国家看国家之间的态度,与人不同,充满着利益与警惕,没哪个国家真心希望别国强大的,要强也是自己强,别人强了算了什么回事,压制自己么?
大家都深切的希望看到别的国家倒霉,败落,内乱,越麻烦越好,这样能保证自己实力的同时,还能顺便看个笑话。
东西突狗咬狗,甭管谁对谁错,这时候最该做的就是微笑鼓掌嘛!
……
再说莫谟突。
绕道攻打策略惨败,听闻触木罗死在战场上的消息,直觉不好交待,想着要把责任往大安身上推。他伤略重,脑子却没傻了,略一猜,就知道大安军队借道了契丹,心里十分愤怒,想着之后必要好好报复。
现在么,治伤要紧。
孤身行走在雨夜,身边无一人相伴,这是他从生下来到现在,从未发生过的事。
他突然有种暮气沉沉的失落感。
如此惨淡,是不是……离死不远了?
运气不好,走不出这雨夜,可能……真就死了。
幸而上天眷顾,他运气还不算差,竟遇到了一个商队。
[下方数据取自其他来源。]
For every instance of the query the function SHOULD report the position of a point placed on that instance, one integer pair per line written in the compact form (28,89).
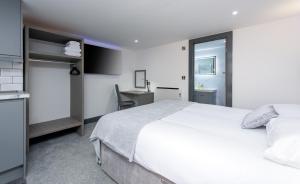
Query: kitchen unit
(11,30)
(12,136)
(12,98)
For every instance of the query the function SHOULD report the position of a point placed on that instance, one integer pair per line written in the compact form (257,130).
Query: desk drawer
(205,97)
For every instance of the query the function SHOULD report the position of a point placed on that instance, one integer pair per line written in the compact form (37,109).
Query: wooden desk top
(135,92)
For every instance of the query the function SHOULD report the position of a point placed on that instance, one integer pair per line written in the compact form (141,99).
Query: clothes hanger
(74,70)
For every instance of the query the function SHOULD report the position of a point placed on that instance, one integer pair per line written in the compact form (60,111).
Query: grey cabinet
(205,97)
(140,98)
(11,28)
(11,134)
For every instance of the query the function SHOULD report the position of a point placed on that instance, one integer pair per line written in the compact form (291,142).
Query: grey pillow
(259,117)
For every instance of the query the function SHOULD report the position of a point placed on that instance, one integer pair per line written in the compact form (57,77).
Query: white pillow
(284,138)
(259,117)
(287,110)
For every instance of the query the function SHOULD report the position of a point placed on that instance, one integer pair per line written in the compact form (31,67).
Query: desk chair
(123,104)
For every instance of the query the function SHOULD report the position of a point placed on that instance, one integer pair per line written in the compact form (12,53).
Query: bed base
(124,172)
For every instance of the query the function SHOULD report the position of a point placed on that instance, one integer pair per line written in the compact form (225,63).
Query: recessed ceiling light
(235,12)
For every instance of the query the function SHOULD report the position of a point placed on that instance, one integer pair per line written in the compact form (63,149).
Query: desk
(139,97)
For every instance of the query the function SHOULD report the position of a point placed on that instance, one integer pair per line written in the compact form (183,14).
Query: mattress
(213,149)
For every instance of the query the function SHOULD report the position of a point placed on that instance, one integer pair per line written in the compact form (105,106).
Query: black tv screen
(100,60)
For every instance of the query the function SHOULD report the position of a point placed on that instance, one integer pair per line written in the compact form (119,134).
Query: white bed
(205,144)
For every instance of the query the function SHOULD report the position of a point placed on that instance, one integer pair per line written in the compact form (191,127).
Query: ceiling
(153,22)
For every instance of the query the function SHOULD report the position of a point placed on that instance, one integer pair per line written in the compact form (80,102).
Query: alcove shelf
(43,45)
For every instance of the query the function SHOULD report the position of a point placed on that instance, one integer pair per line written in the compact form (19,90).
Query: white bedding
(204,144)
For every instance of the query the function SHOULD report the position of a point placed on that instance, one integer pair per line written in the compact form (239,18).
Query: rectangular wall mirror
(205,66)
(140,79)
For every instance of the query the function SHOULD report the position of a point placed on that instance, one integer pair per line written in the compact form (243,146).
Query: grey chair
(123,104)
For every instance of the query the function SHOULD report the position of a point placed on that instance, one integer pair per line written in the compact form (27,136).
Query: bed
(185,143)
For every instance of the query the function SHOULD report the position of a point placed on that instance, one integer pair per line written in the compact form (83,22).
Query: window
(205,66)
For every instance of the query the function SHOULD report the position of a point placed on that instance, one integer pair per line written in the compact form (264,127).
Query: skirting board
(92,120)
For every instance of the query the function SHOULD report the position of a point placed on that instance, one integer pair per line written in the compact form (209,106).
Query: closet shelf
(49,127)
(53,57)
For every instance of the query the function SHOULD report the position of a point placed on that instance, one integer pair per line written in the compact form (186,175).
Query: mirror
(205,66)
(140,79)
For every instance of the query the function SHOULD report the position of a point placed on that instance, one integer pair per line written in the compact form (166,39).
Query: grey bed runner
(120,130)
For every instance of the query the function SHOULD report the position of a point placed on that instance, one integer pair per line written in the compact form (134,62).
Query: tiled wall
(11,76)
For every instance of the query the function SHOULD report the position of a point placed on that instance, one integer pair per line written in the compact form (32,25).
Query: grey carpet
(69,159)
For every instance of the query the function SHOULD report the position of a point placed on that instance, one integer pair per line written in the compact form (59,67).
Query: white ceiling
(153,22)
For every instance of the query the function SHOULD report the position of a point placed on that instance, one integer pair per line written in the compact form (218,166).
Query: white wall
(165,65)
(99,90)
(266,64)
(266,67)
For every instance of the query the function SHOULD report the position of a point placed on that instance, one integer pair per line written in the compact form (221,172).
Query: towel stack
(73,49)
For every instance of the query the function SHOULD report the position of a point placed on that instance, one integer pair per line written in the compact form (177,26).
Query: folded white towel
(71,49)
(73,54)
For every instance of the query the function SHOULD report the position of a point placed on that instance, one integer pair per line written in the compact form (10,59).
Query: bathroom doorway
(210,69)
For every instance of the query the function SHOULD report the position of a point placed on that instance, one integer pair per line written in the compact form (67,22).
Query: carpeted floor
(68,159)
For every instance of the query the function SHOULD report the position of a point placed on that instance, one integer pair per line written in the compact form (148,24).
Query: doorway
(210,69)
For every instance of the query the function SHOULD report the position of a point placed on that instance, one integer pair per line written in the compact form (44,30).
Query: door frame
(228,36)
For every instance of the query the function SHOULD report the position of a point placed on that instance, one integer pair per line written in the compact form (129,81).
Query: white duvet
(204,144)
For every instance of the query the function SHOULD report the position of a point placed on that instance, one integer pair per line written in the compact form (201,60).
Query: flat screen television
(100,60)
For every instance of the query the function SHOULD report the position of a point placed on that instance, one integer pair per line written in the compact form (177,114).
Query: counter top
(206,90)
(13,95)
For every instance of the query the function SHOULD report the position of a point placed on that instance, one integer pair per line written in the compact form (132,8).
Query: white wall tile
(5,80)
(11,87)
(17,80)
(18,66)
(5,64)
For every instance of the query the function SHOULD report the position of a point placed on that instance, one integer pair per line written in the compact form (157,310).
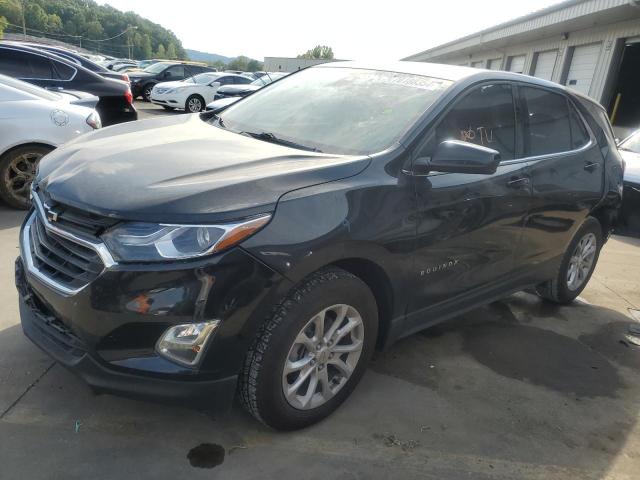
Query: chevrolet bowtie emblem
(52,216)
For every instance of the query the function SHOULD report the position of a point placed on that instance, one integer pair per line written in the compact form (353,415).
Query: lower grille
(62,260)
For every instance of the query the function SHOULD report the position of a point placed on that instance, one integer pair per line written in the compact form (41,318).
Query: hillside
(85,23)
(198,56)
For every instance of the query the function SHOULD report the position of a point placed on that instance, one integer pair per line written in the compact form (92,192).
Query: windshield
(29,88)
(632,144)
(202,78)
(335,110)
(156,68)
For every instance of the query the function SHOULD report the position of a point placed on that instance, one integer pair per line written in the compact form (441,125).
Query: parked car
(77,58)
(270,248)
(219,105)
(244,89)
(630,214)
(143,82)
(34,121)
(192,94)
(50,71)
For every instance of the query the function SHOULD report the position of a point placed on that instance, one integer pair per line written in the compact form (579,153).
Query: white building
(592,46)
(286,64)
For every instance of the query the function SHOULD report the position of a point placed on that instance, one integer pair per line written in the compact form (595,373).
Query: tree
(318,52)
(171,51)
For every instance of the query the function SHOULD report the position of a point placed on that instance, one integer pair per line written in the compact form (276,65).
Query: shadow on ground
(517,389)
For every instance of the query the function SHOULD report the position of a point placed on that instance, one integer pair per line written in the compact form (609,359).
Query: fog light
(185,343)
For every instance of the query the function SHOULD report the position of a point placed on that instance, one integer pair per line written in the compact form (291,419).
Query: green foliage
(243,63)
(318,52)
(67,19)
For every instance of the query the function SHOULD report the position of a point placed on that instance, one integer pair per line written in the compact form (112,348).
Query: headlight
(185,343)
(150,242)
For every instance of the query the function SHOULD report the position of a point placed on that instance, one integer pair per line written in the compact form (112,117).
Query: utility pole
(24,24)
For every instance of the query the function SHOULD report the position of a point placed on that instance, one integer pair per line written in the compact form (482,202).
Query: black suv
(143,82)
(53,72)
(267,250)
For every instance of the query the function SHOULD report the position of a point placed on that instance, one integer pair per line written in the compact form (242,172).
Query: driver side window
(484,117)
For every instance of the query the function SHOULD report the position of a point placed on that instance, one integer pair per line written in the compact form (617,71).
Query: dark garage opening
(627,113)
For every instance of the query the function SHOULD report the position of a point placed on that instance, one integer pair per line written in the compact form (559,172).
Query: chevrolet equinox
(266,250)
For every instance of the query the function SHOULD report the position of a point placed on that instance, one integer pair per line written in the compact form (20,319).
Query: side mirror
(455,156)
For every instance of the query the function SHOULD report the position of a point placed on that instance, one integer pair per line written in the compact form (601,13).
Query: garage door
(516,64)
(583,66)
(545,63)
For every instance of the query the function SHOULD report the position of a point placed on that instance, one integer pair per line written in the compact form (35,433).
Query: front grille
(61,260)
(77,221)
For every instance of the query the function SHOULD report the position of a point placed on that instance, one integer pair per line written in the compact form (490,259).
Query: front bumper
(106,332)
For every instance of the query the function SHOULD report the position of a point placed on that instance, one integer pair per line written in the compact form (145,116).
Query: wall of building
(606,36)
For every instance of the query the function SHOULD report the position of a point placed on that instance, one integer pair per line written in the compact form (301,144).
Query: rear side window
(547,126)
(579,134)
(485,117)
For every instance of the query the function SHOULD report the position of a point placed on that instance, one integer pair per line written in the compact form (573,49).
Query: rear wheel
(311,354)
(194,104)
(577,265)
(17,171)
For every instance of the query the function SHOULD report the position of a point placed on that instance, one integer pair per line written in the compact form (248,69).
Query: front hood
(180,169)
(232,89)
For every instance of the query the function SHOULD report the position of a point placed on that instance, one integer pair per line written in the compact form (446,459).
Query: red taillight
(128,96)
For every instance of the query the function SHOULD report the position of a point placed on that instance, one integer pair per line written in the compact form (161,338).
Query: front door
(469,226)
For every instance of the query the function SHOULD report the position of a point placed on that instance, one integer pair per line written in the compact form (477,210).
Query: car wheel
(146,92)
(194,104)
(309,356)
(577,266)
(17,171)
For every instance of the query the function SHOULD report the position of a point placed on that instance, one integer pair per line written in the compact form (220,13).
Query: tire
(17,170)
(262,381)
(194,104)
(146,92)
(561,289)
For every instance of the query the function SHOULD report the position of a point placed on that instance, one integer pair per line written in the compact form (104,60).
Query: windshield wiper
(270,137)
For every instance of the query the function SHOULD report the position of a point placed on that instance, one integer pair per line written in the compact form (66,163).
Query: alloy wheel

商队利益至上,一切看钱,他虽大战一场,受了不少伤,丢了不少东西,但贴身之物,尚存几件。
皆是价值不菲,市面上难见精良之物。
加之他谈吐不错,看起来挺有气质,像个大家公子,商队头领一琢磨,就将他带上了。
因为给的路资丰厚,商队还专门将随行大夫派了过来,照顾莫谟突。
莫谟突伤势本就重,全靠一口气挺着,如今得以安置,心火尽去,一放松,人就睡了过去。
一路走了一个多月,莫谟突昏昏沉沉,睡的时候多,醒的时候少,没有时间,亦没有精力管外面的事。好在深度睡眠本身就是一种人体自我修复的办法,到西突国土时,他已经清醒了过来,伤势恢复情况还不错。
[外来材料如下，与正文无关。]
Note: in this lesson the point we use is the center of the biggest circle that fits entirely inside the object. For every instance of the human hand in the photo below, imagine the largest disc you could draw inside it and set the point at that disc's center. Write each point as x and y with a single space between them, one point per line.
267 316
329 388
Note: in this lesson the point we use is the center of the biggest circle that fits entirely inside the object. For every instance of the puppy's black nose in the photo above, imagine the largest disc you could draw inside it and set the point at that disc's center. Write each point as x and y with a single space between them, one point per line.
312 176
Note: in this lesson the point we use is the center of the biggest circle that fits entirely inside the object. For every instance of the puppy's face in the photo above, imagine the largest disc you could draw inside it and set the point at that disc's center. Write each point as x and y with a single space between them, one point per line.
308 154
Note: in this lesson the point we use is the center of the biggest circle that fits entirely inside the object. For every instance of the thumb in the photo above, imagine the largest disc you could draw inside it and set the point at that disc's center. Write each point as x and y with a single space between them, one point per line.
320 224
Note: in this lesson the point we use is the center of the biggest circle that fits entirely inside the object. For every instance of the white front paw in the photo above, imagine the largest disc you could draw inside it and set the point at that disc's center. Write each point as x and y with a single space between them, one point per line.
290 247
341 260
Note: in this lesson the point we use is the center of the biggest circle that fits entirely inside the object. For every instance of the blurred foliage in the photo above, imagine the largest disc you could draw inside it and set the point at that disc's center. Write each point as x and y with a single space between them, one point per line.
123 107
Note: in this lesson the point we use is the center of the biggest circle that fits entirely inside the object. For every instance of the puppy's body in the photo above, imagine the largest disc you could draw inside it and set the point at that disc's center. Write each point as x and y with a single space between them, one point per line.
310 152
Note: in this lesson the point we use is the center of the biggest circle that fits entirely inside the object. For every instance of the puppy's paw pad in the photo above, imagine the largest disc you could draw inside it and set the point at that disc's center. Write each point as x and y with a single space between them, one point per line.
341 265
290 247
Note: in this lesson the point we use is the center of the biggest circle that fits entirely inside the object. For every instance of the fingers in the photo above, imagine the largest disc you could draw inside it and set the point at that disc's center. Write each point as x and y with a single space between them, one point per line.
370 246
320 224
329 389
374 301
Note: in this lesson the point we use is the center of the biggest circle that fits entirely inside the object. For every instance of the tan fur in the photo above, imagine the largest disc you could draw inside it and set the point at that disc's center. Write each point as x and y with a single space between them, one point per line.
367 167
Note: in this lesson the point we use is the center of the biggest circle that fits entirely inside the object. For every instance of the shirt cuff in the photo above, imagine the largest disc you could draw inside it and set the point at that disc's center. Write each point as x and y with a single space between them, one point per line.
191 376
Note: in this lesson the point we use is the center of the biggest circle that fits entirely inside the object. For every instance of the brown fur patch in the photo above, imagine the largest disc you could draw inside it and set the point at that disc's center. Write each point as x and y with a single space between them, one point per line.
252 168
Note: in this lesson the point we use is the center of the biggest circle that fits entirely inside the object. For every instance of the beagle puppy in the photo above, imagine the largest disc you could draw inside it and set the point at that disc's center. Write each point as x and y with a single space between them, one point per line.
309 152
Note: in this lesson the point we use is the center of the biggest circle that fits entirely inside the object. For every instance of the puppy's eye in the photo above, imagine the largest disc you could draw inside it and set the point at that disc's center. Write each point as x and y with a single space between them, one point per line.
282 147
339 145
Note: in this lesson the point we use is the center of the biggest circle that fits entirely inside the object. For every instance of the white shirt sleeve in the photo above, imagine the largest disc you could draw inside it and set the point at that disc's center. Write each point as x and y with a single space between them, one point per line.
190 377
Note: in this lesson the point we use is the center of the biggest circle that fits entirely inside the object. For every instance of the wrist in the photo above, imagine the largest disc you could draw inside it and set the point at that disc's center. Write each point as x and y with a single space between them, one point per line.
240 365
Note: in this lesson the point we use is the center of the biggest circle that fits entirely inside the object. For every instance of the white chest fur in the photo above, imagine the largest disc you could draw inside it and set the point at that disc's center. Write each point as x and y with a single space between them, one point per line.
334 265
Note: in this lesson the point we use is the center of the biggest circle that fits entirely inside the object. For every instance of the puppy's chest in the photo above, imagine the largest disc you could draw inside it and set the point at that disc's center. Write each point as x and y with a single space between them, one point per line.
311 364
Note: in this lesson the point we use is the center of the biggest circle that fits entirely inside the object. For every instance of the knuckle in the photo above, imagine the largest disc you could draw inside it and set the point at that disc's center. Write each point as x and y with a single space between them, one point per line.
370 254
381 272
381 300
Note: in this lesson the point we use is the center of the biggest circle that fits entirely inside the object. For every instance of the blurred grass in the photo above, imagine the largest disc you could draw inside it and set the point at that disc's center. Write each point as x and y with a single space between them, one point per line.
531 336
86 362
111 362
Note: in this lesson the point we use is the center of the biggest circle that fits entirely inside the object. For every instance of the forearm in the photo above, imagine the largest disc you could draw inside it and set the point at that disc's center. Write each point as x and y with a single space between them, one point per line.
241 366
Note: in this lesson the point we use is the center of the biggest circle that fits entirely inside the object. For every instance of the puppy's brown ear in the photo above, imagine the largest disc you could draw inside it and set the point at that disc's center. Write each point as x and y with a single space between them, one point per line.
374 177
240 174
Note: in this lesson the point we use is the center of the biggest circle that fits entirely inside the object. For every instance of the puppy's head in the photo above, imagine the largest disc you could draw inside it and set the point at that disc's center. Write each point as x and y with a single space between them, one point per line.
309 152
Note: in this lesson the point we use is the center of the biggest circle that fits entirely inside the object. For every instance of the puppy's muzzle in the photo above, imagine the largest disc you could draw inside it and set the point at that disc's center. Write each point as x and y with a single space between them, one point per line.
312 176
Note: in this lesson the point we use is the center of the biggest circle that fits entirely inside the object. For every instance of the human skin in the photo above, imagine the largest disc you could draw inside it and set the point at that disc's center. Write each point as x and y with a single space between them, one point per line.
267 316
越近国都,他越是兴奋,想着良久不见,甚是思念的父汗,想着回来后一如既往的待遇,想着宫里那些好药……
他摸着凹凸不平的脸,笑了。
可他万万没想到,一亮出王子身份,他竟然被抓了起来!
“放肆!你知道我是谁吗!”
抓他的人将他锁进大牢,方才冷笑一声:“殿下的确太放肆,忘了自己是谁。”
莫谟突眯眼,盯着面前的人。
他认识这人,是他三弟贴身护卫。敢在国都把自己抓起来,三弟是不想要命了?
可等了五日,心情自从容淡定,渐渐变成惶恐扭曲。这几日所见所闻都在提醒他,他确不是以前那个一人之下万人之上的准下代可汗了,天已经变了!
室韦的事,诸国的抗议,东突的闹,两边越来越激烈,冒着火花的气氛……
所有责任,都被扣在了他的身上!这一切,都是因为他自视甚高,因为他作死!
诚然,若非他提议绕道攻打燕郡,或许不会如此,可大势之变,岂是他能一手掌握的?
不公平。
莫谟突颓然滑坐在地,这不公平。
这里面,有人蓄意操作,他的好三弟,第一个就跑不了!
可……又能怎样呢?
现在的他,是西突罪人,父汗宠爱不再,下属失望,兄弟上位,声名狼藉。
他的死忠,全部死在了战场,身边无人可用,便是想再调教,也得能出得了这监牢。
便是能出……
他抚上自己的脸。
脸毁至今,近两个月,痂都结过了,再耽误下去,上什么仙药都没用。这样的脸,不可能做一国之主。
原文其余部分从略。